Il est amusant ici de voir que les conseillers constitutionnels agissent comme si cette Constitution était d’inspiration divine, et qu’en changer une virgule, surtout quand il s’agit de langue, mettrait l’humanité en péril.
Il faut remarquer également qu’il n’est pas dit dans cette constitution sacrée « Le français est la langue de la France ». Ce qui aurait pu amener à penser que les lieux où l’on parle encore une autre langue ne seraient pas tout à fait français, et ce n’est surtout pas le but recherché.
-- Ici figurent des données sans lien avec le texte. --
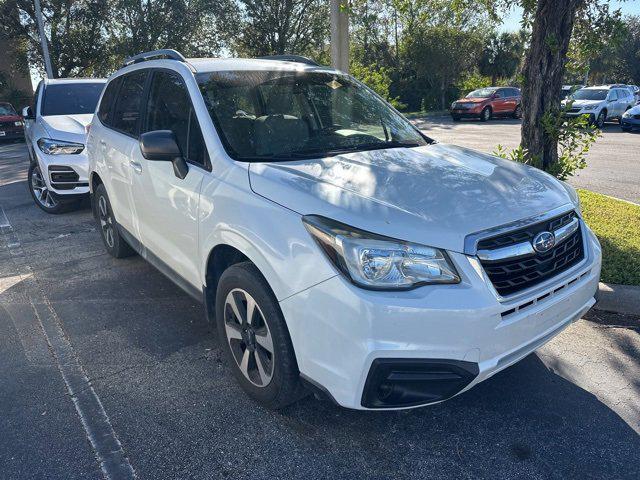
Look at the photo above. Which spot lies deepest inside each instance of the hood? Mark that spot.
(434, 195)
(474, 99)
(67, 127)
(584, 103)
(634, 110)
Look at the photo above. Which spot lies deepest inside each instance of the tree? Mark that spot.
(78, 41)
(275, 27)
(501, 56)
(545, 66)
(439, 55)
(193, 27)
Non, le vocable République est utilisé à dessein, pour habiller de vertu (la République prétendument issue des Lumières) une mesure qui n’en est pas moins liberticide pour les Corses, Bretons, Occitans, Flamands, Basques, Catalans et Alsaciens qui peuplent originellement une grande partie de cet Hexagone. On leur indique en effet que la langue parlée par leurs grands-parents est hors-la-loi, au sens strict puisqu’elle n’a pas le droit, justement, d’être utilisée sur le terrain juridique, et encore moins dans un argumentaire politique. Plus prosaïquement, on leur annonce que ces langues vont bientôt mourir, faute de reconnaissance officielle, mais c’est pour le bien de la République, donc ils ne devraient pas se plaindre.
Le vocable République est utilisé ici et là pour faire penser à tous ces peuples que ce n’est pas par la France qu’ils sont dominés, mais par une forme de contrat social auquel ils sont supposés avoir librement adhéré. Pourtant, aucun vote n’a jamais permis aux citoyens de l’Hexagone de s’exprimer sur le bien fondé de cette République née, rappelons-le, sous la Terreur.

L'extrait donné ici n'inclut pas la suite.